Using their new method, the researchers introduced p53 mutations in human lung adenocarcinoma cells, then measured the survival rates of these cells, allowing them to determine each mutation’s effect on cell fitness.
Among their findings, they showed that some p53 mutations promoted cell growth more than had been previously thought. These mutations, which prevent the p53 protein from forming a tetramer — an assembly of four p53 proteins — had been studied before, using a technique that involves inserting artificial copies of a mutated p53 gene into a cell.
Those studies found that these mutations did not confer any survival advantage to cancer cells. However, when the MIT team introduced those same mutations using the new prime editing technique, they found that the mutation prevented the tetramer from forming, allowing the cells to survive. Based on the studies done using overexpression of artificial p53 DNA, those mutations would have been classified as benign, while the new work shows that under more natural circumstances, they are not.
“This is a case where you could only observe these variant-induced phenotypes if you’re engineering the variants in their natural context and not with these more artificial systems,” Gould says. “This is just one example, but it speaks to a broader principle that we’re going to be able to access novel biology using these new genome-editing technologies.”
Because it is difficult to reactivate tumor suppressor genes, there are few drugs that target p53, but the researchers now plan to investigate mutations found in other cancer-linked genes, in hopes of discovering potential cancer therapies that could target those mutations.

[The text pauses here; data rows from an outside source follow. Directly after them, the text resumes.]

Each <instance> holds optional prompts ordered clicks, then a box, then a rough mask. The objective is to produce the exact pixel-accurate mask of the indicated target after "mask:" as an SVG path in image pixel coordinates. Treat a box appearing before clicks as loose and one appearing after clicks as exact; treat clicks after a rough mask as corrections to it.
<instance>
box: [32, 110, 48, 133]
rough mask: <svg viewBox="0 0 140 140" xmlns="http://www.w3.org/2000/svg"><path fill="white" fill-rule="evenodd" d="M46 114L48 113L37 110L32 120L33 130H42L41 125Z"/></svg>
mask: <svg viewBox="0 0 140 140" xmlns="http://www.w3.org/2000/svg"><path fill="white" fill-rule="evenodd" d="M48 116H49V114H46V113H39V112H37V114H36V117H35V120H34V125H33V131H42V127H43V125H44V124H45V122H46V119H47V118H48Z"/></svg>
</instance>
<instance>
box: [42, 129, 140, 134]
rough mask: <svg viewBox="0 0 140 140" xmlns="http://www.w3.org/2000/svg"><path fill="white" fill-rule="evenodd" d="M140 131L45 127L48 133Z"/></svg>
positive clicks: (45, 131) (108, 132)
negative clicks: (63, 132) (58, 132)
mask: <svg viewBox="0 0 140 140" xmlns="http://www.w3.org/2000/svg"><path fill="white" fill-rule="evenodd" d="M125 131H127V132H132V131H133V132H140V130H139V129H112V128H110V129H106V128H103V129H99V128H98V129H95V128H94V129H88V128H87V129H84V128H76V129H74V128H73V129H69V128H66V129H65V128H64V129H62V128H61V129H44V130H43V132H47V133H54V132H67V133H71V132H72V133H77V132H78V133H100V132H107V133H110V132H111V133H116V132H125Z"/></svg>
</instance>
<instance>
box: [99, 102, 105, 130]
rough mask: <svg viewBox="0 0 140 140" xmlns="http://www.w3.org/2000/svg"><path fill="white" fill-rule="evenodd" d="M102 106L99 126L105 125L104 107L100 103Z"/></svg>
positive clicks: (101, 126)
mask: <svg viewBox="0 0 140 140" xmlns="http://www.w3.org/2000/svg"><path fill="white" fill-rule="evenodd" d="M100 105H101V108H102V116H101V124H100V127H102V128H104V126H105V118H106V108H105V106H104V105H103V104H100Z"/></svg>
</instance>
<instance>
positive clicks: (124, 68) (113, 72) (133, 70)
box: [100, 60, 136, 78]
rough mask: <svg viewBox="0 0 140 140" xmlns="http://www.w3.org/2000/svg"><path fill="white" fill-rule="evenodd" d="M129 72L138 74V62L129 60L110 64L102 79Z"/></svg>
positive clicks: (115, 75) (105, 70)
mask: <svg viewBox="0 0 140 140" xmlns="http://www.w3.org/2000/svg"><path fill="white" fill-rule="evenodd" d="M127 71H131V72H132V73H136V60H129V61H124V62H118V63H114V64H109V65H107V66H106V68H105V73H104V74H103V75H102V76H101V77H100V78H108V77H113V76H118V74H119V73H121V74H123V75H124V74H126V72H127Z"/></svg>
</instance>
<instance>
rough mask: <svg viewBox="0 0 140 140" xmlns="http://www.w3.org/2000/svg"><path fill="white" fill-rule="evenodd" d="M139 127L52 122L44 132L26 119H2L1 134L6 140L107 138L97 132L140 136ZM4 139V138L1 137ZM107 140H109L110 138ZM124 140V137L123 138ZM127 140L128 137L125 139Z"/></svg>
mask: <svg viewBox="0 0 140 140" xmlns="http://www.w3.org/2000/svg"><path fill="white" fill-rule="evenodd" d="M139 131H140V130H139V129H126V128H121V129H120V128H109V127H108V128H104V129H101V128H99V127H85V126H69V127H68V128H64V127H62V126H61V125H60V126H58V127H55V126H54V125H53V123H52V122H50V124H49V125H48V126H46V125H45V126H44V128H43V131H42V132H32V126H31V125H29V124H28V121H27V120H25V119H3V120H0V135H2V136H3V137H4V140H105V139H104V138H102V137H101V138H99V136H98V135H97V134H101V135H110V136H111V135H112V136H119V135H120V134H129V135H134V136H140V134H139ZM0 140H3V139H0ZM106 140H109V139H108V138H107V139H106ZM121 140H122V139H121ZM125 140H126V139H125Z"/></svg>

They also hope that the technique could one day enable personalized approaches to treating tumors.
“With the advent of sequencing technologies in the clinic, we’ll be able to use this genetic information to tailor therapies for patients suffering from tumors that have a defined genetic makeup,” Sanchez-Rivera says. “This approach based on prime editing has the potential to change everything.”
The research was funded, in part, by the National Institute of General Medical Sciences, an MIT School of Science Fellowship in Cancer Research, a Howard Hughes Medical Institute Hanna Gray Fellowship, the V Foundation for Cancer Research, a National Cancer Institute Cancer Center Support Grant, the Ludwig Center at MIT, a Koch Institute Frontier Award, the MIT Research Support Committee, and the Koch Institute Support (core) Grant from the National Cancer Institute.